Energy: Pennsylvania’s Choice, America’s Model


We can’t drill our way to energy independence. Or so proclaims the president and many of his supporters. Here in Pennsylvania, the proclamation rings hollow; we are in the midst of a historic natural gas boom.

Pennsylvania has an abundant supply of natural gas locked up in the geology of the Marcellus Shale, thousands of feet below two-thirds of the state’s land surface. The Marcellus Shale natural gas resource is readily available for use for the entire nation’s energy independence and security. A recent estimate by the U.S. Geologic Survey indicates that there are 84-trillion cubic feet of recoverable natural gas in the Marcellus Shale region and 3.4 billion barrels of natural gas liquids, too. That is enough natural gas to serve the entire needs of the nation far into the future. Almost unbelievably, there is another even potentially larger gas “play” that lies beneath the Marcellus shale, known as the Utica Shale.

A veritable endless supply of clean burning natural gas is at hand.

If you are not from Pennsylvania, this is how the gas boom looks: Recently, gas-supply companies have been petitioning the public utility commission for a rate reduction—a reduction from the already low rates (which is remarkable, given today’s economy).
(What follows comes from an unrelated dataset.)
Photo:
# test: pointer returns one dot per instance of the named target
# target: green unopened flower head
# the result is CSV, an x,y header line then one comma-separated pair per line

In what is no doubt a shock to practitioners of big government, this abundant natural resource is being made available at a reduced cost to the consumer, without the need for government mandate or directive, or without tax money “stimulus” or incentive. The invisible hand of the free market is at work here in the Commonwealth.
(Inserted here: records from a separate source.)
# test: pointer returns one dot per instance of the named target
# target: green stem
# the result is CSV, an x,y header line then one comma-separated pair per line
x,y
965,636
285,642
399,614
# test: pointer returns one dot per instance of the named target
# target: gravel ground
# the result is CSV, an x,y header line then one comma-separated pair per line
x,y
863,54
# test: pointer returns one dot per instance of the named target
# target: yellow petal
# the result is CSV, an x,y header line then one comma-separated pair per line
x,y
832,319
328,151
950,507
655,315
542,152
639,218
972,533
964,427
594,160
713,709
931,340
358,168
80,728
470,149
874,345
In addition, Shell Oil Company has announced the redevelopment of a historic industrial site to construct a $2.5-billion petrochemical ethane “cracker” plant, which will convert the “wet gas” from the Marcellus Shale into chemicals used for many purposes, from tires to diapers. The oil giant has estimated the facility could bring billions of dollars in investment into the region, employ several hundred people, and create 10,000 construction jobs.

In addition, the Marcellus Shale gas development is a great relief to Pennsylvania’s rural land owners, many of whom are farmers and have difficulty getting by even when times are good. Lease payments and royalties are a great benefit to rural Pennsylvanians. Many direct jobs will follow as development moves forward—jobs in drilling, site preparation, pipelines, etc., not to mention added support jobs.
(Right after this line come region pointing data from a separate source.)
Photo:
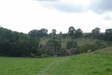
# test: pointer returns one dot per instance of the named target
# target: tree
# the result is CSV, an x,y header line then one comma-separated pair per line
x,y
78,33
71,44
54,45
108,34
38,33
71,31
96,32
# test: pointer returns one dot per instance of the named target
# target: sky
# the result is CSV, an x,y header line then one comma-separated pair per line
x,y
25,15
While there are environmental concerns for just about every human activity, the technology and controls are available to responsibly develop the Marcellus Shale natural gas.

In great contrast to the free-market development of the Marcellus Shale is the heavy hand of government mandates and taxpayer-supplied stimulus and incentives for the likes of windmills and solar power. Not only have these “green” technologies been forced upon the entire country—with President Obama’s Solyndra a thoroughly reported example—but here in Pennsylvania, we have had the same enviro-insanity foisted upon us by the previous gubernatorial administration of Ed Rendell. Similar to many other states burdened by “green” energy laws, Pennsylvania (in November 2004) passed a law called the Alternative Energy Portfolio Standard. This law required each electric-distribution company or electric-generation supplier to provide 18 percent of its electricity using alternative-energy sources by year 2020. To support these requirements, alternative energy companies were lured to the area by being “incentivized” with taxpayer money, and provided by law with this guaranteed market for their economically unviable energy sources, such as solar and wind.

One does not have to be a geography, climate, or Northeast-states expert to recognize the impracticality of these alternative energy sources in Pennsylvania. And yet, the lack of economic viability for these alternative sources was determined to be insignificant by the progressive powers that be.

The ingenuity of Americans to assemble the component pieces of economic energy—and to convert that economic energy into economic abundance and wealth—is an American success story. Wealth generation is the outcome of Americans freely conducting their lives as they see fit in the pursuit of happiness. The perpetual motion machine of Americanism is driven by freedom; the freedom to obtain, assemble, and release economic energy and create wealth. As in this example of the Marcellus Shale, independent companies applied their own capital and technologies to acquire natural gas thousands of feet below the land surface. In turn, those companies then provided this product to the consumer at a reduced price, provided gainful employment for their fellow citizens, and required no government handout or incentive. The constraints have come mostly from government.

In the midst of a natural gas boom, Pennsylvania serves as a poster child for a citizenry faced with a choice between an energy policy based on progressive or free-market policies. The choice is easy to make. Demonstrably, the free market is not broken as our president proclaims.